As has been discussed here before, Townley Hall, County Louth is one of Ireland’s most perfect neo-classical buildings (see: https://theirishaesthete.com/2013/06/10/la-tout-nest-quordre-et-beaute). The house was designed in the mid-1790s by Francis Johnston, who until then had been employed primarily by Richard Robinson, Archbishop of Armagh, often to complete commissions left unfinished following the early death of Thomas Cooley in 1784. Townley Hall is his first independent piece of work although here again the client’s involvement was critical since it is known that Blayney Townley Balfour, who owned the property, and his sister Anna Maria were intimately involved in every stage of the design.
Johnston was invited to design not just Townley Hall itself but also a number of ancillary buildings, including a new stableyard. His plans for this survive and are dated between 1799 (work being initiated on the site in May of that year) and 1804. The intention was to build around a rectangular courtyard with coach house and grainstore topped by a cupola on the north side, and stables coming forward to its immediate east and west. The south side was to be taken up by screen wall with arched entrance. Sadly this scheme was never realized, possibly for financial reasons (like many other house builders before and since, Blayney Townley Balfour discovered the initial budget was insufficient).
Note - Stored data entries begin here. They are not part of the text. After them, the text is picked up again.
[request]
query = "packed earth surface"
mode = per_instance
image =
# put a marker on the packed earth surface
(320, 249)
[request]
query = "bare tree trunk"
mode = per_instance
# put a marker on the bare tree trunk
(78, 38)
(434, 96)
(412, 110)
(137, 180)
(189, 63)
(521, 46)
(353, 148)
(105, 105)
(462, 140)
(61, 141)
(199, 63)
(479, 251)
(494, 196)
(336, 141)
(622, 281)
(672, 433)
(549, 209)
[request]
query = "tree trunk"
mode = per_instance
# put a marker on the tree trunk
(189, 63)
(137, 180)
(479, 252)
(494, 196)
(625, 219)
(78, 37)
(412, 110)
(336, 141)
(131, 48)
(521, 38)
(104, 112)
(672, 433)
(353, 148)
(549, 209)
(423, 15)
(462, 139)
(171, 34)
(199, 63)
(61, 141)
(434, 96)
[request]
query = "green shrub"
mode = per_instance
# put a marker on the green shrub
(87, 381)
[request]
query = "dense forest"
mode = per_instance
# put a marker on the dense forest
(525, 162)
Instead, while the northern range was constructed, it lacked the proposed cupola, and only the western range of stables were finished; a terrace of single-storey cottages runs along the eastern side of the site. Likewise the south wall with entrance arch was left unbuilt, and even a modified plan for railings with piers went unrealized. A drawing of the plan survives a penciled note reading ‘not built yet – 1837 FTB’, those initials standing for Lady Florence Townley Balfour (daughter of the first Earl of Enniskillen) who had married Blayney Townley Balfour in 1797.
As is well known, Townley Hall was sold by the heirs of the Townley Balfour family in the 1950s and, having been owned for a short period of time by Trinity College Dublin, was sold again with the Land Commission taking the greater part of the surrounding estate. Many of the ancillary buildings are no longer part of Townley Hall, including the former stableyard. Almost every other part of the former estate has been restored and brought into use, but sadly this element, which is, it seems, independently owned, has languished in neglect for a number of years, and is now in poor repair. Even if not as originally intended by Johnston, the yard remains associated with what is widely judged to be his masterpiece, and accordingly deserves a better fate.